What does "most of mathematics" mean?

Question

After reading the question Is most of mathematics not dealing with sets? I noticed that most posters of answer or comments seemed to be comfortable with the concept of "most of mathematics".

I'm not trying to ask a stickler here, I'm just curious if there is some kind of consensus how the quantification of mathematics might be done. Is the fraction's denominator only known mathematics in 2017, or all of Mathematics, from a potential viewpoint that math exists whether we realize it or not.

For example, the highly up voted, accepted answer begins:

"It is very well-known that most of mathematics..."

which at least suggests some level of consensus. In this case, how does the consensus agree that math is quantified?

I hesitated to ask this question at first, wondering if answers would be potentially too opinion based. So I'd like to stick to answers that address the existence of some kind of consensus how the quantification of mathematics might be done.

For example. does the question "Does at least half of mathematics involve real numbers?" even make sense? If so, could it actually mean something substantially different to each individual who believes it makes sense? Or in fact is there at least some kind of consensus.

Answer 1

It is clear that "most of mathematics" means "the half of whole possible theorems + 1"...

Jokes aside I think that when someone is saying "most of mathematics" is in fact referring to mathematics as an activity and not to mathematics as a subject.

So when someone is saying that "most of mathematics doesn't care about foundational mathematics..." he's just saying that most of the mathematical activity that is ongoing nowday by professional mathematicians is not focused on foundational subtleties and even doesn't care about it. So you can safely be a working mathematician and not knowing ZFC.

So I think you question is just a misunderstanding between mathematics as a subject and mathematics as an activity.

Answer 2

To have a consensus about the numerical fraction meant by "most of mathematics" you'd have to have a reasonable number of mathematicians who are interested enough in that fraction to express an opinion. I doubt that there are many such mathematicians.

Noah Schweber's excellent upvoted accepted answer you refer to explains why.

If you did really want numbers, you might use for the denominator the total number of mathematical journal articles or pages in a recent year, with the number devoted to foundations for the numerator.

Here are the set theory tag statistics for this site, divided by the statistics for the site as a whole:

Set theory tag: 447 followers, 4.2k questions
Site total: ~13,000 users, 738,074 questions

So about 3.4% of the users, 0.57% of questions.

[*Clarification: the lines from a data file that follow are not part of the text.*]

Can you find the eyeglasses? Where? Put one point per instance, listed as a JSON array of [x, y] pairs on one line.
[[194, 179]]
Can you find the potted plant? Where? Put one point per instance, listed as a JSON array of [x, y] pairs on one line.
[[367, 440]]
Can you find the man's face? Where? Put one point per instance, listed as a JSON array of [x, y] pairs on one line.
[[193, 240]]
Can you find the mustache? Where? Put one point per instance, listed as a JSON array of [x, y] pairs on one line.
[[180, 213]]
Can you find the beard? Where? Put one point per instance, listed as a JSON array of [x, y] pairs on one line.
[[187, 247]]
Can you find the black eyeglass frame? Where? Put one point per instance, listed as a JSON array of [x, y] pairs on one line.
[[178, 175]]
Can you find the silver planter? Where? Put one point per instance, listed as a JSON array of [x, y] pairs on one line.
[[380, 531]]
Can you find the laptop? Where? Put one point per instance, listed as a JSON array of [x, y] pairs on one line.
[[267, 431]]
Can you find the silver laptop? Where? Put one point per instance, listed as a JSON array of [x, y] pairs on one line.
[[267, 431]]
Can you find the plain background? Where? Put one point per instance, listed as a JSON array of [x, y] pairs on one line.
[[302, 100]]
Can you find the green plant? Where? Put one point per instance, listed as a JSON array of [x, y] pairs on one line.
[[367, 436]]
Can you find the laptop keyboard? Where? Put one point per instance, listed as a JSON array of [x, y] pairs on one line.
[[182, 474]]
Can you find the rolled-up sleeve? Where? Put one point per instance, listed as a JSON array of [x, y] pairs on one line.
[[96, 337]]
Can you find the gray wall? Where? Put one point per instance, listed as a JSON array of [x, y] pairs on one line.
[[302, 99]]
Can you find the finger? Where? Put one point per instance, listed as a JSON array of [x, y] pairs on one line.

The percentages may differ so much because many questions are from students, not yet "mathematicians", who ask about things that come up in their studies, while users who answer often and take the trouble to follow a tag are more likely professionals.

Answer 3

I can't speak for other answers to the linked question, but for my answer I was referring to most of mathematics as is currently accepted as of today. To make this precise there are two points that we need to clarify. In my answer, I linked to a precise definition for interpretability, so that it doesn't matter what specific language we are using. This is important because one could otherwise argue that mathematicians who do not write in the language of set theory (like many in history) are not actually dealing with sets. The second important way one can make the idea of currently accepted mathematics precise is to specify precisely a collection of theorems. For example we have Harvey Friedman's Grand Conjecture:

Every theorem published in the Annals of Mathematics whose statement involves only finitary mathematical objects (i.e., what logicians call an arithmetical statement) can be proved in EFA. EFA is the weak fragment of Peano Arithmetic based on the usual quantifier-free axioms for $0, 1, +, ×, exp$, together with the scheme of induction for all formulas in the language all of whose quantifiers are bounded.

In this post he further adds: "sometimes with qualifications that the article not be written by people referring to themselves as logicians". I think the general consensus is that there are likely to be only few counter-examples that are not contrived. Note that EFA is far weaker than ACA (which I was referring to in my linked answer). Also, the Wikipedia article mentions some natural mathematical problems where the answer cannot be proven in EFA, such as the optimal asymptotic complexity of a disjoint-set data structure, in this case because it involves the Ackermann function, which grows faster than any provably total function in EFA.

The reason why I single out ACA is because there is a natural correspondence between arithmetical sets (namely sets of natural numbers definable by an arithmetical formula over PA) and oracles for finite iterations of the halting problem. It may be a surprising that this is all we need to encode a vast portion of ordinary mathematics, which according to Stephen Simpson refers to "mathematics which is prior to or independent of the introduction of abstract set-theoretic concepts, [including] such branches as geometry, number theory, calculus, differential equations, real and complex analysis, countable algebra, the topology of complete separable metric spaces, mathematical logic, and computability theory". In contrast the Grand Conjecture is restricted to arithmetical sentences, because real numbers cannot be encoded in EFA.